Trade buyers will typically pay a higher premium than private equity but bankers say there appear to be relatively-few strategic buyers at present interested in Lloyd’s businesses albeit China Re is expected to announce later this week its agreed purchase of top-ten Lloyd’s insurer Chaucer for 1.4x book, or circa $1bn.

Meanwhile, last month The Hartford finally realised its ambition of acquiring a specialty insurer when it purchased US group Navigators - which also owns a Lloyd’s platform - at a handsome premium of 1.8x book.

But the industry was again reminded of the appetite of some trade buyers to explore transformational M&A with the news today that French mutual group Covea approached tier-one reinsurer Scor last month with a takeover offer that the Paris-headquartered reinsurer rejected.

According to banking sources, there is currently little M&A appetite among Japanese insurers - traditionally willing to pay a high premium for perceived blue-chip assets - to acquire Lloyd’s or specialty assets.

If true, this is a reversal of recent history. In 2016, MS&AD paid $5.3bn to acquire the prestige asset of Amlin, the equivalent of 2.43x premium to book.

However, last year Amlin’s Syndicate 2001 sunk to a £500mn loss, the second-largest single-syndicate loss ever in Lloyd’s history. MS&AD has since ordered a major restructuring of the business, which has led to the departure of a number of underwriters and executives, including former CEO Charles Philipps.

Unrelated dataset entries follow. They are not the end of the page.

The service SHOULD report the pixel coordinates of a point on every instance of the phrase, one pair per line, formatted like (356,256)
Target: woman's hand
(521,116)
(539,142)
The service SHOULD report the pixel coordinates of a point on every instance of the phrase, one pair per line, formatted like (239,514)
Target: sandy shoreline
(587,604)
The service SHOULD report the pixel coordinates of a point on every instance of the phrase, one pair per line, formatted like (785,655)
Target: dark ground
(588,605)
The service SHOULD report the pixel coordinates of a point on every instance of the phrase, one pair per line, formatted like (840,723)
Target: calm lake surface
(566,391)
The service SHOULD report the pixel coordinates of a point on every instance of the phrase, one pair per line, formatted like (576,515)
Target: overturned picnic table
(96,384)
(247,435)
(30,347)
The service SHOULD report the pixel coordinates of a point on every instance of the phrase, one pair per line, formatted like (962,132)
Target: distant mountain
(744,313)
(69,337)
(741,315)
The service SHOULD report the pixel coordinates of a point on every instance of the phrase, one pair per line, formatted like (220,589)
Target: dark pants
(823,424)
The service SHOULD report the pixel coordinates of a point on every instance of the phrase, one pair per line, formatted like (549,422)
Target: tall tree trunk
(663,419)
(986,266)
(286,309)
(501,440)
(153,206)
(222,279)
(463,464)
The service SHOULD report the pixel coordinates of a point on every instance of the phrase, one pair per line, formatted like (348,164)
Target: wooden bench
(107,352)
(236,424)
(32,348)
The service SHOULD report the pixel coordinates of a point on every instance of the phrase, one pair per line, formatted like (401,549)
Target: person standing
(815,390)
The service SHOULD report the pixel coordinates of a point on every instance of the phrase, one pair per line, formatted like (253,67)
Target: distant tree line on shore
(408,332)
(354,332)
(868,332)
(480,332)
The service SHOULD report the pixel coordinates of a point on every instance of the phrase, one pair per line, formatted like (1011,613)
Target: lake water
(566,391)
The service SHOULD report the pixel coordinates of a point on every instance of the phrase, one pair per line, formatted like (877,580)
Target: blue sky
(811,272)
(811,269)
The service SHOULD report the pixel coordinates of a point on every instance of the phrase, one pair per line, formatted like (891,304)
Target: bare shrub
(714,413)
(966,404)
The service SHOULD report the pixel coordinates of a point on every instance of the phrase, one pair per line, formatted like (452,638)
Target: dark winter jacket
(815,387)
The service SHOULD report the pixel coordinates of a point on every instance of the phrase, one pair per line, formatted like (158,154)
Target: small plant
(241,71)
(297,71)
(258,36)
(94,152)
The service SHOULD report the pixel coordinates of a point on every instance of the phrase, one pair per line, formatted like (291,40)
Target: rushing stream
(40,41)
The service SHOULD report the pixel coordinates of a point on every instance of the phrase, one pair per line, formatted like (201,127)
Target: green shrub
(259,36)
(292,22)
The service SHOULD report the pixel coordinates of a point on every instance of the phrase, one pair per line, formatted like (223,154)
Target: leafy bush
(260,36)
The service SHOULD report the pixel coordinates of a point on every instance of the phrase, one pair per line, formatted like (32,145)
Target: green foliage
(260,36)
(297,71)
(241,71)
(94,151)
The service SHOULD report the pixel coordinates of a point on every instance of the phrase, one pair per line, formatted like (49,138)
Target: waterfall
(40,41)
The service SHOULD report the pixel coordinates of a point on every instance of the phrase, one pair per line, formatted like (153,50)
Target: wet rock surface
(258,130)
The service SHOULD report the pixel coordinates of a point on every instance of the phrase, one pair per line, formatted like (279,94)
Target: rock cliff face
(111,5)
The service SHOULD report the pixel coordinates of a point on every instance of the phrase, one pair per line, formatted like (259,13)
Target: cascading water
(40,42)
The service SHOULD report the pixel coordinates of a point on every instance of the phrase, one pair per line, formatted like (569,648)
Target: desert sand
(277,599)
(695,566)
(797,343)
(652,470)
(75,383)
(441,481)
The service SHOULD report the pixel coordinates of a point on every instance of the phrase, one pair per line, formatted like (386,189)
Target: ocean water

Meanwhile, Tokio Marine paid an even higher multiple at around 2.55x to buy HCC for $7.5bn a year earlier.

Another community of potential buyers that has been relatively absent from industry M&A this year are the Canadian pension funds and sources suggest they are also being cautious about further commitments this year despite the large number of businesses potentially for sale, both inside and outside of Lloyd’s.

However, in the aftermath the swathe of cat loss events in the third quarter of last year, the Canada Pension Plan Investment Board was the lead in a $1bn investment to form Bermudian reinsurer, Ascot Re.

That followed the closure of its acquisition of Ascot Re’s parent, the blue chip Lloyd’s insurer Ascot Underwriting, for $1.1bn in late 2016, a multiple of 1.5-1.6x price-to-book. Little more than a year later and Ascot’s former owner, AIG, agreed to pay a significantly higher multiple to acquire Validus and its Lloyd’s insurer, Talbot.

Enstar’s own recent M&A focus has been in a different direction. Late last week, it announced the acquisition of the run-off business of Maiden Reinsurance North America, acquiring approximately $1.3bn of net loss and loss adjustment expense reserves and unearned premium reserves.

StarStone declined to comment and Enstar was unavailable for comment at time of going to press.